Alejados a unos metros hay asadores con mesas y sillas de madera, estilo camping para 8 y 16 personas y uno que permite hasta 20 personas.

En el jardín del parador hay juegos para niños y espacio para realizar la actividad que se desee. Hay rincones de sombra donde reina la tranquilidad y espacios donde la música acompaña el momento compartido. El lugar es lo suficientemente grande para que alguien tome una siesta o lea un libro y a unos metros, otro grupo de personas escuche música o ría a carcajadas.

Bahía ofrece el servicio de una cantina donde pueden comprar lo necesario para pasar la tarde o el día y también pueden almorzar o cenar los platos que prepara el personal del lugar.

Parador Bahía es visitado por gente de Sanagasta y de la capital de La Rioja, y también por turistas de otras provincias y otros países.

En temporada de verano, cuando la temperatura supera los 30 grados en el centro de nuestra ciudad, muchos eligen a Bahía como un escape. Quienes lo visitan aseguran que “es un lugar para pasear y despejarse un rato” y destacan además la buena atención.

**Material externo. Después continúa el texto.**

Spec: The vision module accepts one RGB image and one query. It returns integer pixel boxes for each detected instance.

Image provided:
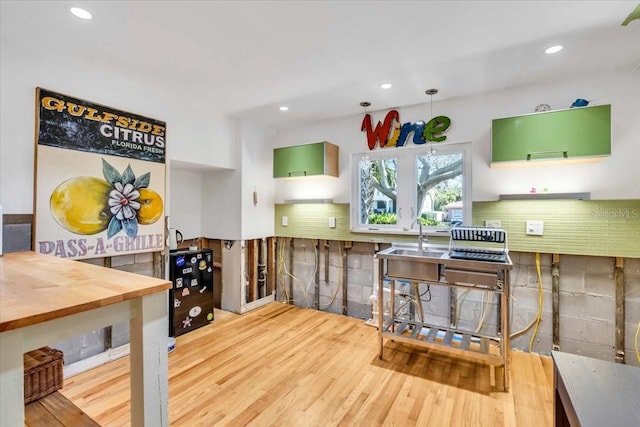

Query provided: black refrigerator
[169,249,213,337]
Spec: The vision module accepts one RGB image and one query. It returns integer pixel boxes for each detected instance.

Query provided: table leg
[0,329,24,426]
[130,292,169,427]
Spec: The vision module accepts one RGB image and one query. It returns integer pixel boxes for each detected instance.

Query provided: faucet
[411,217,428,252]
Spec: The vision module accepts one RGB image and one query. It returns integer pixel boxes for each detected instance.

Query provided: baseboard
[62,344,129,378]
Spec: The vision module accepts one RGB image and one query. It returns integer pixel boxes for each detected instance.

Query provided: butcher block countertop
[0,252,171,332]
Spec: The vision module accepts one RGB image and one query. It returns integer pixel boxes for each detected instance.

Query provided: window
[351,142,471,233]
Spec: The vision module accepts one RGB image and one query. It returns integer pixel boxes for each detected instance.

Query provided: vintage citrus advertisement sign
[33,88,166,259]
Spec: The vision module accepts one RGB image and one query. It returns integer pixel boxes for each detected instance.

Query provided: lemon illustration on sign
[49,176,112,234]
[138,188,163,225]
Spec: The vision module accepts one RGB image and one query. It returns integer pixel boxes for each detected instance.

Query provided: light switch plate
[526,221,544,236]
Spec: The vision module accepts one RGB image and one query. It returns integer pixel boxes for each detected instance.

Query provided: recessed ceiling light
[71,7,91,19]
[544,44,562,55]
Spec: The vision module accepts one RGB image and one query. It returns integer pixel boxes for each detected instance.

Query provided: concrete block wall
[278,239,640,365]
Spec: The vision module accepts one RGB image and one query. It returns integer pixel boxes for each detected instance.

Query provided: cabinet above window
[491,105,611,167]
[273,141,340,178]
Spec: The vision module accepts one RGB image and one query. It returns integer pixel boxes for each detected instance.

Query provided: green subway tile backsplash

Al llegar no sólo te reciben el suelo, el cielo, el sol, el dique y los cerros. El grupo humano que trabaja en el lugar suele acompañar de cerca y estar atento a cualquier necesidad. Es un grupo reducido, en su mayoría, conformado por los propietarios de Bahía, quienes decidieron hace dos años construir allí su casa para hacer del parador, un hogar. O como la propietaria lo define “un lugar para desenchufar de la ciudad y conectar con la naturaleza”.

El cuidado del suelo también es importante y el verde del césped tiene un por qué. La tierra está trabajada con compost, un producto obtenido a partir de diferentes materiales de origen orgánico como restos de comida o café. Por eso en el jardín se observan flores y plantas y una huerta a un costado de la casa, con nuevas especies como tomate negro y azul y albahaca morada. “Todo hecho a pulmón y a conciencia”, dice la dueña del lugar, cuyos días comienzan muy temprano, porque Parador abre sus puertas para recibir diariamente a quien quiera visitarlo.

Por la tarde puede apreciarse la imagen que regala el sol al esconderse, el cambio en la temperatura, el aire fresco de los cerros y un paisaje que cambia de color pero no deja de sorprender.

Bahía es una buena opción para disfrutar del verano en la provincia y para quienes viven en la capital, es una alternativa cercana. El Dique se encuentra a 16 kilómetros desde el centro de la ciudad. Entonces: tranquilidad, aventura, paisaje y diversión a sólo 15 minutos de la ciudad.